ENFORCEMENT:
Why Reviewing The Final Enforcement Rule's Provisions Could Save You Time And Money
Published on Wed Feb 14, 2007
HIPAA widens scope, toughens penalties with final rule.
How much do you know about the provisions of the Final Enforcement Rule? If you aren't up to speed on the changes that have been in effect since early last year, you should take some time now to get updated.
The basics: Lawmakers designed the final rule, in effect since February 2006, to establish more uniform enforcement and compliance policies. Thus, it widens the scope of the rules governing noncompliance by making them apply to all of the Health Insurance Portability and Accountability Act (HIPAA) Administrative Simplification rules (or, "any requirement or prohibition established by the HIPAA provisions or HIPAA rules"), rather than just the privacy standards.
The final rule also modified the rules governing the imposition of civil monetary penalties on non-compliant organizations and entities.

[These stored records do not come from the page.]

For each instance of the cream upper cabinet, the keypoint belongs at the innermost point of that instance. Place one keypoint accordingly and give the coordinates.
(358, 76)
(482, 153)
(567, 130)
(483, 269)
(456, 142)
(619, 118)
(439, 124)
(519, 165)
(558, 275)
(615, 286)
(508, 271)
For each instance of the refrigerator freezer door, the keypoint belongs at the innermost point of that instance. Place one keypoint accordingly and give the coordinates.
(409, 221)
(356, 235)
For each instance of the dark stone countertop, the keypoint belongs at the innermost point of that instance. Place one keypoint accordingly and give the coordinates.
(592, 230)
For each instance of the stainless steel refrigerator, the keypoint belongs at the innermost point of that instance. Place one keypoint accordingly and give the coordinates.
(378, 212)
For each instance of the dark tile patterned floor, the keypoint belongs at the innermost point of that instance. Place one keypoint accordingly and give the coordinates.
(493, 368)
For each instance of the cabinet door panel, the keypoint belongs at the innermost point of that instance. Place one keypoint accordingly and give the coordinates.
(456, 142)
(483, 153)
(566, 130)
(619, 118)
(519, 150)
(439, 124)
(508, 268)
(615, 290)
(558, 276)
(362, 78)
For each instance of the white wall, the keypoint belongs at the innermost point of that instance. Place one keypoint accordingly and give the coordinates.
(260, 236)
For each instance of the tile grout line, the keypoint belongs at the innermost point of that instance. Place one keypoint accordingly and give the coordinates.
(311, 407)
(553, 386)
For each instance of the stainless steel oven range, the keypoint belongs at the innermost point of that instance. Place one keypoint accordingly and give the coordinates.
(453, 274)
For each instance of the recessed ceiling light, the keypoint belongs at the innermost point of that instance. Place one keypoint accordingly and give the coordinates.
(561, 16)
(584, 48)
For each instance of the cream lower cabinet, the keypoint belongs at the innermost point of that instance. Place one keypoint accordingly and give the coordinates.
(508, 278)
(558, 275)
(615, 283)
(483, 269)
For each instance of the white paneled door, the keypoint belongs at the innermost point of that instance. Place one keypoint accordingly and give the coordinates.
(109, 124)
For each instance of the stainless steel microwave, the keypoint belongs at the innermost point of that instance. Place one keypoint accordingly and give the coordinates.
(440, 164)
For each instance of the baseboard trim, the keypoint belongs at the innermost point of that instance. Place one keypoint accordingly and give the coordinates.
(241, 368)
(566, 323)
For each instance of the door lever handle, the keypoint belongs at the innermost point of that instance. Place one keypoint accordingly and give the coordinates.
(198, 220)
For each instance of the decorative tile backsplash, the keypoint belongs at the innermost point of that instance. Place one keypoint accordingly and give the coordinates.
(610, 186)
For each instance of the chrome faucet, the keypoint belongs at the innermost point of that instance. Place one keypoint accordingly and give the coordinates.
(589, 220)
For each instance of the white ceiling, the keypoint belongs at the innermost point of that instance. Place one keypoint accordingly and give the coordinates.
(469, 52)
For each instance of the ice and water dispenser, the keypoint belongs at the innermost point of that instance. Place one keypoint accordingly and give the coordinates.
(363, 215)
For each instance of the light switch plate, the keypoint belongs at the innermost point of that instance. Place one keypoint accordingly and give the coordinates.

It mandates the implementation of the civil monetary penalty authority of the Administrative Simplification part of HIPAA.
Violations bring payouts: According to the final rule, non-compliant organizations can expect to receive civil monetary penalties and perhaps other applicable punishments, whether or not the organization in question requests a hearing.
The rule now says that the Department of Health and Human Services may levy a monetary penalty on any covered entity that is found to have violated any administrative simplification provision, unless the covered entity establishes that an affirmative defense exists.
More generally, the rule clarified several aspects of the enforcement process, including investigation, complaint filing, the bases for liability, determination of the penalty amount, the grounds for waiver, the conduct of the hearing and the appeal process.
The final rule outlines the procedure and requirements for filing a complaint against a covered entity. It says that a complaint must name the person against whom the complaint has been made and describe the alleged violations. It also says that complaints must be filed within 180 days of when the complainant knows that the act or omission occurred (unless this time limit has been waived).
The bottom line: With compliance becoming easier (and the penalties for noncompliance becoming more severe), you should ensure that your organization is violation-free.